Le meilleur exemple d'un esprit compréhensif est l'introduction de Dunja Hayali dans la principale émission de nouvelles de la ZDF « heute journal ». Citation: « Que des groupes célèbrent maintenant sa mort est injustifiable. Même pas avec ses déclarations souvent abominables, racistes, sexistes et hostiles à l'humanité. De toute évidence, l'adepte radical-religieux des théories du complot a cependant touché une corde sensible. »
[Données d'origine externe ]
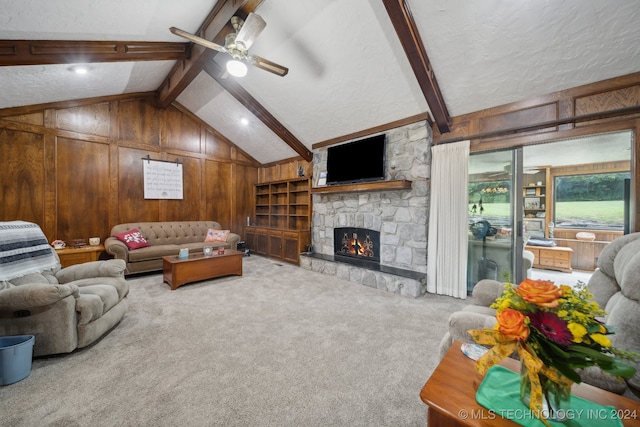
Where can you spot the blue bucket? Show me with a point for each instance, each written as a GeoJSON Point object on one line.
{"type": "Point", "coordinates": [16, 353]}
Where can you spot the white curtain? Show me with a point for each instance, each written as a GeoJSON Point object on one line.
{"type": "Point", "coordinates": [447, 246]}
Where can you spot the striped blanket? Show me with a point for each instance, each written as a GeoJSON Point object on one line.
{"type": "Point", "coordinates": [23, 249]}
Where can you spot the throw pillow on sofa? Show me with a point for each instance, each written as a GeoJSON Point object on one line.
{"type": "Point", "coordinates": [216, 235]}
{"type": "Point", "coordinates": [133, 239]}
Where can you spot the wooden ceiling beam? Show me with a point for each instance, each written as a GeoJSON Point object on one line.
{"type": "Point", "coordinates": [407, 31]}
{"type": "Point", "coordinates": [38, 52]}
{"type": "Point", "coordinates": [250, 103]}
{"type": "Point", "coordinates": [213, 27]}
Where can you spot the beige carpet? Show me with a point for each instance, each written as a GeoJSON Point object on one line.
{"type": "Point", "coordinates": [280, 346]}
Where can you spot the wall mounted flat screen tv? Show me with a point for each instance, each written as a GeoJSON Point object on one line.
{"type": "Point", "coordinates": [356, 161]}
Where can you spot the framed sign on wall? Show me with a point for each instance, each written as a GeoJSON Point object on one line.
{"type": "Point", "coordinates": [162, 179]}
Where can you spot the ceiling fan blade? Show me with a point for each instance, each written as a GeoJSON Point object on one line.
{"type": "Point", "coordinates": [250, 30]}
{"type": "Point", "coordinates": [267, 65]}
{"type": "Point", "coordinates": [197, 40]}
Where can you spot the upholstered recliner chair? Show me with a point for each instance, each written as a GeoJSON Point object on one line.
{"type": "Point", "coordinates": [64, 308]}
{"type": "Point", "coordinates": [615, 285]}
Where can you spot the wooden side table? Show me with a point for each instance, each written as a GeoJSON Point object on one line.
{"type": "Point", "coordinates": [72, 256]}
{"type": "Point", "coordinates": [450, 394]}
{"type": "Point", "coordinates": [552, 258]}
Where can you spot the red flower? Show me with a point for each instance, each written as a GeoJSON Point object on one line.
{"type": "Point", "coordinates": [551, 326]}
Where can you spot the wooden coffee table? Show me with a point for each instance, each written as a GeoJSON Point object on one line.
{"type": "Point", "coordinates": [177, 272]}
{"type": "Point", "coordinates": [450, 394]}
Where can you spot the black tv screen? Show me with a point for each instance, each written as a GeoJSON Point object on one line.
{"type": "Point", "coordinates": [356, 161]}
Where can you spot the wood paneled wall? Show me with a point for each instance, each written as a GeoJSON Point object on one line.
{"type": "Point", "coordinates": [75, 167]}
{"type": "Point", "coordinates": [608, 98]}
{"type": "Point", "coordinates": [286, 169]}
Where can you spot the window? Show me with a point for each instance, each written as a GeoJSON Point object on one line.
{"type": "Point", "coordinates": [593, 201]}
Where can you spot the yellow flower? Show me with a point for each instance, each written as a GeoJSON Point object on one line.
{"type": "Point", "coordinates": [578, 331]}
{"type": "Point", "coordinates": [542, 293]}
{"type": "Point", "coordinates": [601, 339]}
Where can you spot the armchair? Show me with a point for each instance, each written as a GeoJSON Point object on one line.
{"type": "Point", "coordinates": [616, 287]}
{"type": "Point", "coordinates": [64, 308]}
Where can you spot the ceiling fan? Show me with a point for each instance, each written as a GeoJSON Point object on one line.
{"type": "Point", "coordinates": [237, 45]}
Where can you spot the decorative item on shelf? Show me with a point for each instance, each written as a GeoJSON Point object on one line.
{"type": "Point", "coordinates": [79, 243]}
{"type": "Point", "coordinates": [555, 331]}
{"type": "Point", "coordinates": [58, 244]}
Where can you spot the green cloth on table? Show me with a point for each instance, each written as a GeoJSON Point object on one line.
{"type": "Point", "coordinates": [500, 393]}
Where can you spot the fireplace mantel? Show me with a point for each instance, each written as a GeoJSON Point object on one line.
{"type": "Point", "coordinates": [400, 184]}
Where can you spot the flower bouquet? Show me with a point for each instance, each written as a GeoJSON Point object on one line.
{"type": "Point", "coordinates": [555, 331]}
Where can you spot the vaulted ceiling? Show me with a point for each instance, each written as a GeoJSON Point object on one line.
{"type": "Point", "coordinates": [353, 65]}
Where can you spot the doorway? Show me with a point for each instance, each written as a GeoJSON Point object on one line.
{"type": "Point", "coordinates": [506, 189]}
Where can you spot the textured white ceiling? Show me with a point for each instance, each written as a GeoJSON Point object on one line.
{"type": "Point", "coordinates": [493, 52]}
{"type": "Point", "coordinates": [348, 71]}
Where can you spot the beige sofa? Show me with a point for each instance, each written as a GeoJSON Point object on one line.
{"type": "Point", "coordinates": [65, 308]}
{"type": "Point", "coordinates": [615, 286]}
{"type": "Point", "coordinates": [165, 238]}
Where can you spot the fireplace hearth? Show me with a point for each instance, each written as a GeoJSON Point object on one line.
{"type": "Point", "coordinates": [358, 246]}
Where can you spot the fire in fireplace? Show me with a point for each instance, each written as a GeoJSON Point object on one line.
{"type": "Point", "coordinates": [357, 245]}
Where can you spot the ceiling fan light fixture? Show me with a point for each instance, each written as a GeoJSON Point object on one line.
{"type": "Point", "coordinates": [79, 69]}
{"type": "Point", "coordinates": [236, 68]}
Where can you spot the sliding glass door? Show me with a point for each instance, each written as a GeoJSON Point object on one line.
{"type": "Point", "coordinates": [494, 225]}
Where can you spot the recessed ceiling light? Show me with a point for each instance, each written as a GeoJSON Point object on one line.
{"type": "Point", "coordinates": [79, 69]}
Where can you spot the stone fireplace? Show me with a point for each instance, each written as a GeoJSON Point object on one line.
{"type": "Point", "coordinates": [358, 246]}
{"type": "Point", "coordinates": [396, 219]}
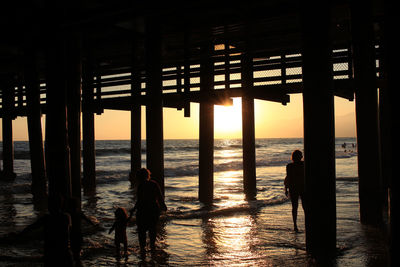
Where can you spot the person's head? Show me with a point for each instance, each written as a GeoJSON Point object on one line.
{"type": "Point", "coordinates": [143, 175]}
{"type": "Point", "coordinates": [297, 155]}
{"type": "Point", "coordinates": [120, 213]}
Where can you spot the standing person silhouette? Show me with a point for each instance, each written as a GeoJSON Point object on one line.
{"type": "Point", "coordinates": [294, 183]}
{"type": "Point", "coordinates": [149, 204]}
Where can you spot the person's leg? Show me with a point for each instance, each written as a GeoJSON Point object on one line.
{"type": "Point", "coordinates": [153, 236]}
{"type": "Point", "coordinates": [117, 248]}
{"type": "Point", "coordinates": [142, 241]}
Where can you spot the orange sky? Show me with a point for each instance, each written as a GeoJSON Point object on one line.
{"type": "Point", "coordinates": [273, 120]}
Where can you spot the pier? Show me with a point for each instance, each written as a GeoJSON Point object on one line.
{"type": "Point", "coordinates": [69, 60]}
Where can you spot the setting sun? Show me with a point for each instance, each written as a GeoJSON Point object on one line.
{"type": "Point", "coordinates": [228, 120]}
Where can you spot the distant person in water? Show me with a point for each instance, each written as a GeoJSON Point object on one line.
{"type": "Point", "coordinates": [56, 229]}
{"type": "Point", "coordinates": [76, 214]}
{"type": "Point", "coordinates": [294, 183]}
{"type": "Point", "coordinates": [120, 223]}
{"type": "Point", "coordinates": [149, 204]}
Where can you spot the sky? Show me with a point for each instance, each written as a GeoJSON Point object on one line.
{"type": "Point", "coordinates": [272, 120]}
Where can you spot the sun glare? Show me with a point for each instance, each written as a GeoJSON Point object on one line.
{"type": "Point", "coordinates": [228, 120]}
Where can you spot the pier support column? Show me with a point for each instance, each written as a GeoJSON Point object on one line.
{"type": "Point", "coordinates": [88, 134]}
{"type": "Point", "coordinates": [136, 126]}
{"type": "Point", "coordinates": [392, 70]}
{"type": "Point", "coordinates": [74, 76]}
{"type": "Point", "coordinates": [206, 136]}
{"type": "Point", "coordinates": [154, 107]}
{"type": "Point", "coordinates": [319, 132]}
{"type": "Point", "coordinates": [370, 191]}
{"type": "Point", "coordinates": [248, 131]}
{"type": "Point", "coordinates": [8, 143]}
{"type": "Point", "coordinates": [34, 114]}
{"type": "Point", "coordinates": [57, 145]}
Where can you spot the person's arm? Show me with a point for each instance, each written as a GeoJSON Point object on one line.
{"type": "Point", "coordinates": [112, 228]}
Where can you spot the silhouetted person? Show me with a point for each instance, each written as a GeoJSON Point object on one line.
{"type": "Point", "coordinates": [74, 210]}
{"type": "Point", "coordinates": [119, 225]}
{"type": "Point", "coordinates": [56, 228]}
{"type": "Point", "coordinates": [149, 204]}
{"type": "Point", "coordinates": [294, 183]}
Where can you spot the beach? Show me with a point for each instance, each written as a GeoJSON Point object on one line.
{"type": "Point", "coordinates": [231, 232]}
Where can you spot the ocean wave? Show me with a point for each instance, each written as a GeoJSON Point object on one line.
{"type": "Point", "coordinates": [206, 212]}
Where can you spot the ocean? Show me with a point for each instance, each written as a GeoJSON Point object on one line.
{"type": "Point", "coordinates": [233, 231]}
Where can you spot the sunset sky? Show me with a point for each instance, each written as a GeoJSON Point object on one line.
{"type": "Point", "coordinates": [273, 120]}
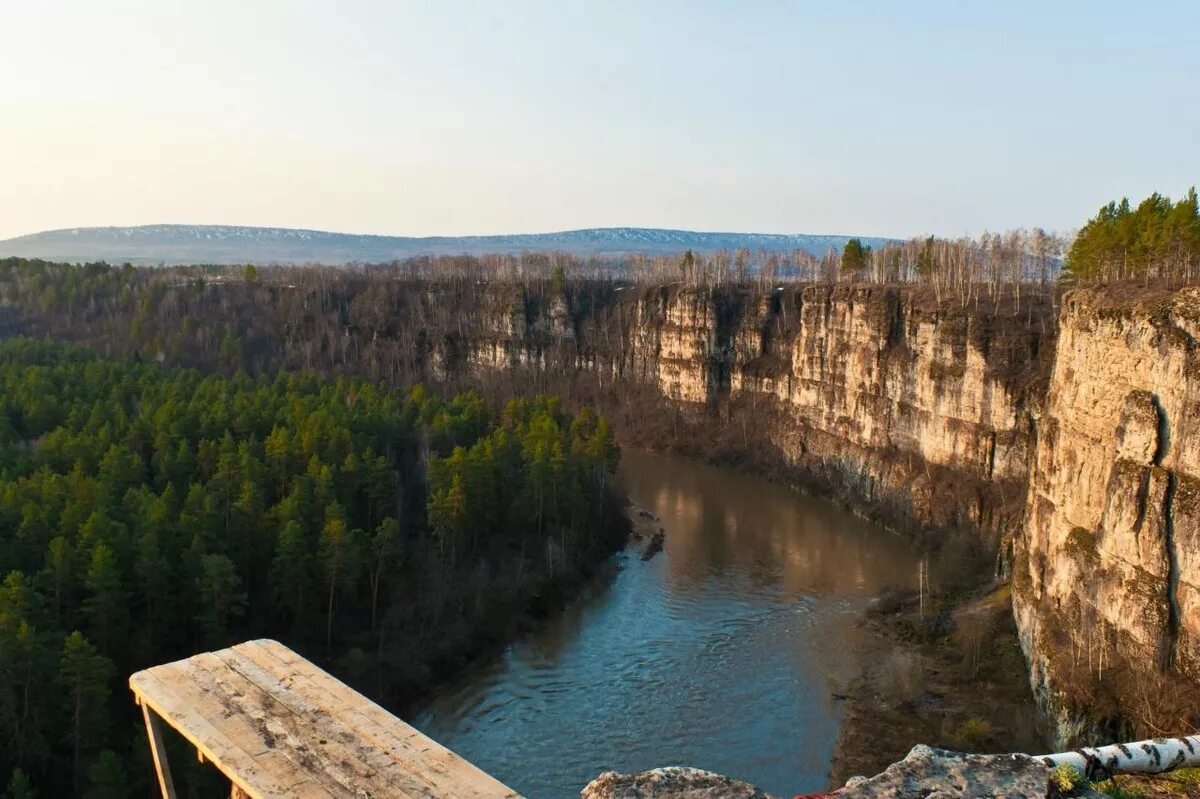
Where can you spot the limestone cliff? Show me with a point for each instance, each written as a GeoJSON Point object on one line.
{"type": "Point", "coordinates": [916, 414]}
{"type": "Point", "coordinates": [1107, 582]}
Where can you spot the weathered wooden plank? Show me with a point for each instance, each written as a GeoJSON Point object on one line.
{"type": "Point", "coordinates": [279, 726]}
{"type": "Point", "coordinates": [325, 708]}
{"type": "Point", "coordinates": [180, 713]}
{"type": "Point", "coordinates": [437, 764]}
{"type": "Point", "coordinates": [304, 732]}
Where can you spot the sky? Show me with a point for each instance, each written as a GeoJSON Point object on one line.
{"type": "Point", "coordinates": [454, 118]}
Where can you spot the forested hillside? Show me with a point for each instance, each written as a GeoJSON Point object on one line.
{"type": "Point", "coordinates": [149, 514]}
{"type": "Point", "coordinates": [1159, 238]}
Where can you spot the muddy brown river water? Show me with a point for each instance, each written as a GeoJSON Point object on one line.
{"type": "Point", "coordinates": [723, 653]}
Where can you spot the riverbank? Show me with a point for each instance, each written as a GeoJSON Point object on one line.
{"type": "Point", "coordinates": [951, 676]}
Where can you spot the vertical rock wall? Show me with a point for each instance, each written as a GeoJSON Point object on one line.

Ici, la justification pour l’abattage du partisan de Trump est subtilement déguisée sous forme de sauvetage. On pourrait considérer cela comme une simple dérive, si derrière ne transparaissait pas la vision du monde d'un camp politique entier qui se considère comme l'incarnation même d'une société ouverte, communément appelée « notre démocratie », et qui se sent justifié de détruire littéralement ses adversaires politiques.
L'assassinat de Charlie Kirk suscite des pressentiments encore plus sombres, car il appartient aux profondes convictions de cet environnement de ne pas entrer en discours avec les « droits », donc de ne pas s'exposer non plus à des tentatives explicatives de construction de ponts. Le consensus que la mort d'un être humain n'est pas une raison de réjouissance n'existe plus. Au contraire: quiconque ne partage pas un certain canon idéologique (pro LGBTQ, pro Gaza, pro avortement, anti-Trump, pro critique du capitalisme…) est élevé au statut de dernier ennemi, contre lequel tout moyen est justifié, comme le suggère l'épithète « nazi » utilisé de manière inflationniste.
C'est encore une perception atmosphérique. Des phénomènes d'extrême gauche comme celui de la « Hammerbande » de Leipzig, qui traquait soi-disant les droits de sa propre initiative, n'augurent rien de bon. Le fait que des politiciens de haut niveau des Verts comme Katrin Göring-Eckardt aient rendu visite au « bandit du marteau » Maja T. dans la prison de Budapest et se soient déclarés solidaires montre que la radicalisation est également en plein essor en Allemagne.